Party leader investigated for corruption
The National Liberal Party, Romanias second-largest parliamentary party, has just received a severe blow.
Bogdan Matei, 29.09.2016, 13:45
The co-president of the National Liberal Party (PNL), Vasile Blaga, on Wednesday announced his resignation from this position and said he would also quit his role as the partys campaign manager for the parliamentary elections scheduled for December 11.
Earlier on Wednesday, anti-corruption prosecutors had announced that Blaga was investigated in a corruption case. The former Liberal leader is suspected of having awarded preferential procurement contracts between 2009 and 2012, while an interior minister and Senate speaker. In exchange for awarding these contracts he allegedly received commissions of 700,000 euros from a businessman and from Gheorghe Stefan, the former mayor of the north-eastern town of Piatra-Neamt, himself investigated in several other criminal cases.

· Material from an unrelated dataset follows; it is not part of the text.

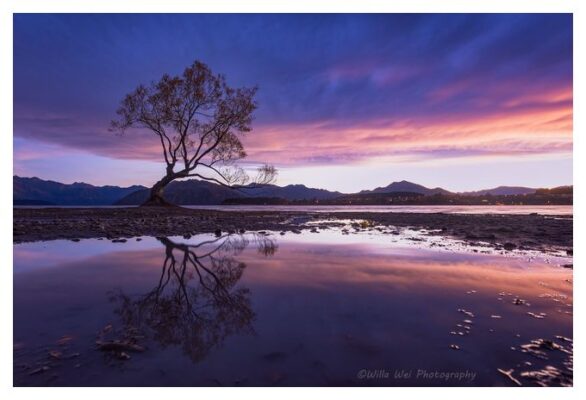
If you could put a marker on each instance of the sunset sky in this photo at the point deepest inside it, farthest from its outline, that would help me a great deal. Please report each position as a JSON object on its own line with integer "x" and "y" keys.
{"x": 346, "y": 102}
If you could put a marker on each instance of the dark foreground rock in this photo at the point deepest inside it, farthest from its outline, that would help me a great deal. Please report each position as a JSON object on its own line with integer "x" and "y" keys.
{"x": 524, "y": 232}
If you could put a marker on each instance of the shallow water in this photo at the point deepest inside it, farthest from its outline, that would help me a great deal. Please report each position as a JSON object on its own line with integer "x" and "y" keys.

According to anti-corruption prosecutors, Vasile Blaga got the money for his own use but also for the Liberal Democratic Party (PDL), which was in power at the time and whose secretary general he was. The Liberal Democratic Party, which back then supported the former head of state Traian Basescu, eventually dismantled, and most of its members, Blaga included, opted for a merger with the National Liberal Party, whereas Basescus most die-hard supporters decided to follow him and join the Peoples Movement Party (PMP).
In a communiqué right after the resignation of their co-president, the Liberals said that Blagas decision to resign proved that he put the partys integrity principles above his political career. The Liberals have scheduled a meeting of the partys National Political Bureau at the end of the week.
Political commentators expect a tense meeting, given the fact that the two wings of this party are yet to learn to work together. The older Liberals claim that their new colleagues, the former Liberal Democrats, have brought in with them long-standing judiciary problems, which are now a burden for the entire party. In their turn, the former Liberal Democrats say it is their right to appoint a new co-president to lead the party jointly with Alina Gorghiu.
In another move, the Social Democrats made no effort to hide their satisfaction at the problems facing their competitors. They can afford to do that, given their comfortable lead of the Romanian left wing, while the already divided right wing has just got another blow. Several political analysts say they expect some of the traditional Liberal voters to switch towards new parties, such as the Save Bucharest Union, which, at the local election this summer, did much better in Bucharest than the PNL.